Essentially what bisexual erasure boils down to is how we as a society tend to explain away and ignore evidence for sexual orientations which fall outside of the typical gay/straight binary. When a person exhibits behaviors that we determine by whatever metric to be queer, we automatically assume that this person is gay. I’ve yet to hear anyone examine a person’s behavior and mannerisms and come to the conclusion that they were bisexual, pansexual, or any other orientation that isn’t gay or straight. I really do understand why these orientations aren’t recognized, and it’s because they’re complicated. A gay person can come out to a group by dropping easily recognized contextual hints about a man or woman that they like, find attractive, or are dating. If a person who is somewhere else along the spectrum of sexualities, they (we) cannot simply talk about who we are dating and have people understand. I have had many experiences at the center where I’ve started to talk about my girlfriend and had people give me funny looks, as if what I was saying was terribly confusing. Indeed, I’ve even had people cautiously ask me if I was “just an ally” because I brought up my girlfriend. No, just because I’m in a “heterosexual relationship” doesn’t automatically make me heterosexual.

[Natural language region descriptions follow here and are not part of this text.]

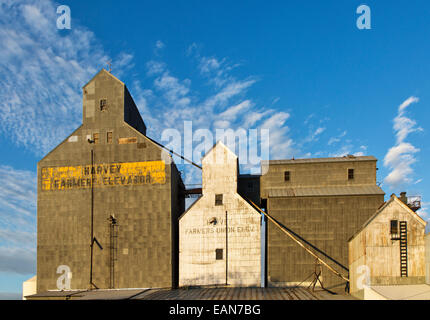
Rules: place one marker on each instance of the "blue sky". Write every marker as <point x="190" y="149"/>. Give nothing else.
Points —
<point x="299" y="68"/>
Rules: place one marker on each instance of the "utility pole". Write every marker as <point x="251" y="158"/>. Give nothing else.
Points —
<point x="226" y="249"/>
<point x="93" y="239"/>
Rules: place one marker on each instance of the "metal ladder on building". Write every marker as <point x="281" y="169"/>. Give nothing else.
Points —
<point x="403" y="249"/>
<point x="113" y="228"/>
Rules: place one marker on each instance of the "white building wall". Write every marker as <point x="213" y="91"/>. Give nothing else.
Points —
<point x="202" y="230"/>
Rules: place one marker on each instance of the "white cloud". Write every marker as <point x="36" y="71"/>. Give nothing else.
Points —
<point x="159" y="44"/>
<point x="42" y="73"/>
<point x="314" y="136"/>
<point x="337" y="138"/>
<point x="232" y="112"/>
<point x="18" y="220"/>
<point x="399" y="158"/>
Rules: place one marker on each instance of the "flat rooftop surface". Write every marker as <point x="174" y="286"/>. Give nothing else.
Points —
<point x="404" y="292"/>
<point x="297" y="293"/>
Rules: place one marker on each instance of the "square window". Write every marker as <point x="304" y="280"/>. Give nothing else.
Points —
<point x="350" y="174"/>
<point x="250" y="186"/>
<point x="218" y="254"/>
<point x="103" y="104"/>
<point x="109" y="137"/>
<point x="218" y="199"/>
<point x="394" y="227"/>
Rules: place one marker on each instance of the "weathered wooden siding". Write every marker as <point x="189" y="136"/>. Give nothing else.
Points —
<point x="372" y="248"/>
<point x="199" y="238"/>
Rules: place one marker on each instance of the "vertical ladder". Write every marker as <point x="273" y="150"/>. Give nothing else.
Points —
<point x="403" y="249"/>
<point x="113" y="250"/>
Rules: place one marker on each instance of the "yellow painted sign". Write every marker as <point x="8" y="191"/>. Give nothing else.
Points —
<point x="101" y="175"/>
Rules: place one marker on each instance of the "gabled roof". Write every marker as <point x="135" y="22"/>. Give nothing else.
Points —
<point x="393" y="198"/>
<point x="106" y="72"/>
<point x="219" y="143"/>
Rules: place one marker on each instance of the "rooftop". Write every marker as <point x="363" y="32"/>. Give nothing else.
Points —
<point x="321" y="160"/>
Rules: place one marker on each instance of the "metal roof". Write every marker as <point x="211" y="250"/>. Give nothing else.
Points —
<point x="325" y="191"/>
<point x="322" y="160"/>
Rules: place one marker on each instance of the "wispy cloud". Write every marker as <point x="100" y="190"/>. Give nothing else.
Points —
<point x="400" y="158"/>
<point x="18" y="220"/>
<point x="42" y="71"/>
<point x="225" y="102"/>
<point x="337" y="138"/>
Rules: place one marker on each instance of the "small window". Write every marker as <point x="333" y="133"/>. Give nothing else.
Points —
<point x="103" y="104"/>
<point x="394" y="227"/>
<point x="218" y="254"/>
<point x="218" y="199"/>
<point x="96" y="138"/>
<point x="350" y="174"/>
<point x="109" y="137"/>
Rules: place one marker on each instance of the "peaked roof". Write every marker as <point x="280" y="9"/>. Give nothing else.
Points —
<point x="103" y="70"/>
<point x="219" y="143"/>
<point x="393" y="198"/>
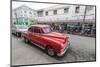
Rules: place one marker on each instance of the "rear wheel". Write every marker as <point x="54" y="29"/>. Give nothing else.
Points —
<point x="50" y="51"/>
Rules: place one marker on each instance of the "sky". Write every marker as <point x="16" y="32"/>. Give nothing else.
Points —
<point x="34" y="6"/>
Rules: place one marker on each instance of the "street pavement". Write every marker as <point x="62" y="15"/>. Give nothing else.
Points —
<point x="81" y="49"/>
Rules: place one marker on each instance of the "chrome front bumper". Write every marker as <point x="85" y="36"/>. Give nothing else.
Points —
<point x="63" y="51"/>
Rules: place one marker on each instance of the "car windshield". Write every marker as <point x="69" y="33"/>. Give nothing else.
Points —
<point x="47" y="30"/>
<point x="22" y="27"/>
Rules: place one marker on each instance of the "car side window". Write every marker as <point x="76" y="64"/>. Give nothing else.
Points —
<point x="36" y="30"/>
<point x="30" y="29"/>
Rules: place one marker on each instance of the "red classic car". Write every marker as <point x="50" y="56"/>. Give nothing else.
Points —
<point x="53" y="43"/>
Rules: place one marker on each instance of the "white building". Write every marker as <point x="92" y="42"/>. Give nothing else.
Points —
<point x="23" y="15"/>
<point x="66" y="14"/>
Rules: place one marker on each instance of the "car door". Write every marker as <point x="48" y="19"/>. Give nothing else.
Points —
<point x="13" y="29"/>
<point x="36" y="37"/>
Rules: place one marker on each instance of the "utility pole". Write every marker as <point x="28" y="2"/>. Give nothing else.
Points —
<point x="84" y="18"/>
<point x="16" y="17"/>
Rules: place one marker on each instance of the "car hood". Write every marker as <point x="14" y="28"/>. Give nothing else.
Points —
<point x="54" y="36"/>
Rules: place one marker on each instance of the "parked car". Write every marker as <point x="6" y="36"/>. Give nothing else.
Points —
<point x="18" y="29"/>
<point x="52" y="42"/>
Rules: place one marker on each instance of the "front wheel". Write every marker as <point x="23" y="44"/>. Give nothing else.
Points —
<point x="50" y="51"/>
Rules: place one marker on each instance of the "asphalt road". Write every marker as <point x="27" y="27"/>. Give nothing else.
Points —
<point x="82" y="49"/>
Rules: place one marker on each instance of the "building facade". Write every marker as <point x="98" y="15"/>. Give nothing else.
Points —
<point x="23" y="15"/>
<point x="67" y="14"/>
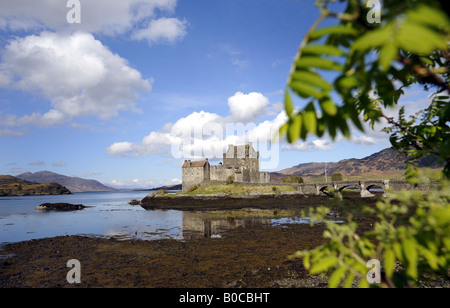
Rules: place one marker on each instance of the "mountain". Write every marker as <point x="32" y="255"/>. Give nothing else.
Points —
<point x="74" y="184"/>
<point x="12" y="186"/>
<point x="388" y="163"/>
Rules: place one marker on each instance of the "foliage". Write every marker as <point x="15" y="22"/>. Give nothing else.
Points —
<point x="367" y="67"/>
<point x="412" y="231"/>
<point x="230" y="180"/>
<point x="349" y="73"/>
<point x="296" y="179"/>
<point x="337" y="176"/>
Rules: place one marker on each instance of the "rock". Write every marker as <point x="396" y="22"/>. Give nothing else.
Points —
<point x="60" y="207"/>
<point x="134" y="202"/>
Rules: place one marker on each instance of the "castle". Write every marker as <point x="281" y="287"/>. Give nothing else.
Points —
<point x="239" y="162"/>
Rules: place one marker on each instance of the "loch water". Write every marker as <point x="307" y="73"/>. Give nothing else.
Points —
<point x="109" y="215"/>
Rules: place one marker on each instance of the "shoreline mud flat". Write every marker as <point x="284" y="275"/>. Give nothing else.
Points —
<point x="230" y="202"/>
<point x="245" y="257"/>
<point x="254" y="256"/>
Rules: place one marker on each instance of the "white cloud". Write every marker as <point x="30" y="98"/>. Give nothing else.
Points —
<point x="10" y="133"/>
<point x="82" y="77"/>
<point x="37" y="163"/>
<point x="313" y="145"/>
<point x="247" y="107"/>
<point x="59" y="163"/>
<point x="205" y="134"/>
<point x="163" y="29"/>
<point x="108" y="17"/>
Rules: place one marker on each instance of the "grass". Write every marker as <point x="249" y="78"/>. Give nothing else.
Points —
<point x="249" y="213"/>
<point x="238" y="189"/>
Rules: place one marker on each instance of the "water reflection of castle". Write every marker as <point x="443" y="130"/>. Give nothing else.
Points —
<point x="202" y="225"/>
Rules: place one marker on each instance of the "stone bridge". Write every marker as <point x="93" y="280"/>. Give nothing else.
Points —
<point x="363" y="186"/>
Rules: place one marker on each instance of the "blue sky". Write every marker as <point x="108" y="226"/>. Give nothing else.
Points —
<point x="103" y="98"/>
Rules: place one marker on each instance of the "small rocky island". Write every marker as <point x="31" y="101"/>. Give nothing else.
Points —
<point x="60" y="207"/>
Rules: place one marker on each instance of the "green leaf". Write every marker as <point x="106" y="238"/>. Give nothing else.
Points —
<point x="349" y="280"/>
<point x="288" y="105"/>
<point x="328" y="107"/>
<point x="388" y="53"/>
<point x="313" y="79"/>
<point x="375" y="38"/>
<point x="409" y="249"/>
<point x="389" y="262"/>
<point x="432" y="259"/>
<point x="328" y="50"/>
<point x="346" y="83"/>
<point x="317" y="34"/>
<point x="310" y="62"/>
<point x="305" y="90"/>
<point x="310" y="118"/>
<point x="337" y="276"/>
<point x="323" y="265"/>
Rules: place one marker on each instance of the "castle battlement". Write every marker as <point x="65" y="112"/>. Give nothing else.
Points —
<point x="241" y="162"/>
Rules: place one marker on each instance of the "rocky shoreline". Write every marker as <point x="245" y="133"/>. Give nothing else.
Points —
<point x="210" y="202"/>
<point x="60" y="207"/>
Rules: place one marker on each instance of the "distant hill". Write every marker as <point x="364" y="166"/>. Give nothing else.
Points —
<point x="388" y="162"/>
<point x="74" y="184"/>
<point x="12" y="186"/>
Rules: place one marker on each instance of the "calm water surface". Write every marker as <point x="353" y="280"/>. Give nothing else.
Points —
<point x="109" y="215"/>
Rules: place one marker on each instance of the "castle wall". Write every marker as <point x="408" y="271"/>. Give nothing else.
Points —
<point x="241" y="162"/>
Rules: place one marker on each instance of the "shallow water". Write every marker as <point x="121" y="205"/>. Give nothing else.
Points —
<point x="109" y="215"/>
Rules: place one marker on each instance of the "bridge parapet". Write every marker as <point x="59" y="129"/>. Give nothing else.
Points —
<point x="363" y="186"/>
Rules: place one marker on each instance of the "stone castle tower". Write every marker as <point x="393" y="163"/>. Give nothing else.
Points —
<point x="240" y="162"/>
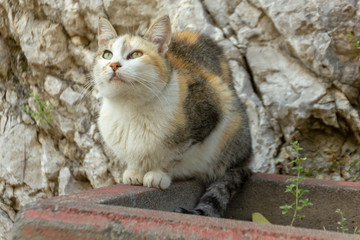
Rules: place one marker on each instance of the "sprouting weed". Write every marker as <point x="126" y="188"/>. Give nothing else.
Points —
<point x="342" y="221"/>
<point x="293" y="187"/>
<point x="42" y="113"/>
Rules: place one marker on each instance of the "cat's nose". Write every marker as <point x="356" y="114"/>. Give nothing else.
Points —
<point x="115" y="66"/>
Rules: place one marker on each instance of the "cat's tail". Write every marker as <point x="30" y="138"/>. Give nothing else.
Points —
<point x="218" y="194"/>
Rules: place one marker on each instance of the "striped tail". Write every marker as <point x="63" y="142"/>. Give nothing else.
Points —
<point x="218" y="194"/>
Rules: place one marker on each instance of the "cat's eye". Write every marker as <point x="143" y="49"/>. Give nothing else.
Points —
<point x="135" y="54"/>
<point x="107" y="55"/>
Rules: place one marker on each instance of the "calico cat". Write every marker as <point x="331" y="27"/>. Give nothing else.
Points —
<point x="170" y="111"/>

Now to be fair, I have also had great experiences at the center with people who want to learn more about my sexuality and show an understanding that I can’t be defined in typical straight/gay terms. Yet the overwhelming tendency people have to associate LGBT with “gay” has been a bit of a bother for me. (Yeah, I’m prone to understatement.) When I hang a rainbow flag out of my window, to most that means that I support gay rights. But I don’t. I support LGBTQQIA (the A in this case being Asexual) rights and equality. I feel that too often when I am in the LGBT Center, it is assumed that I will only talk about my “gay side” and that my “straight side” is a taboo which unsuitable for conversation in such close proximity to rainbows. Well, I don’t have a straight side and a gay side, I am a bisexual. And I, and any other member of this community who doesn’t identify as gay or straight, shouldn’t have to try to figure out how to define my sexuality in terms that are compatible with the typical binary notion. Just some food for thought. Maybe that boy/girl you’re totally sure is gay is actually bisexual. Or pansexual. Or demisexual. You just don’t know, so please try not to assume for your own convenience.

May 3, 2012

Throwback Thursdays: Tough revealing sexual orientation to family

[Editor's Note: Hey Readers! Welcome to the seventh installation of "Throwback Thursdays." Every first Thursday of the month we'll feature a post from the BDU Blog, Version 1.0. This post is about a person struggling with coming out to their parents in a different sense than we normally might think of coming out trouble.It's a short one, but it's a good one. Enjoy.]


January 19, 2009


One of my biggest fears in coming out to my family members is that by telling them, I'm acknowledging myself as a sexual being. I'm not okay with that yet and I know that it's something that I need to work on within myself. This is who I am and I can't change what some people will think. How beautiful a life will be in which I am accepting and loving of every part of my identity. And that it is a joy, a good thing that I am sharing when I come out to my family.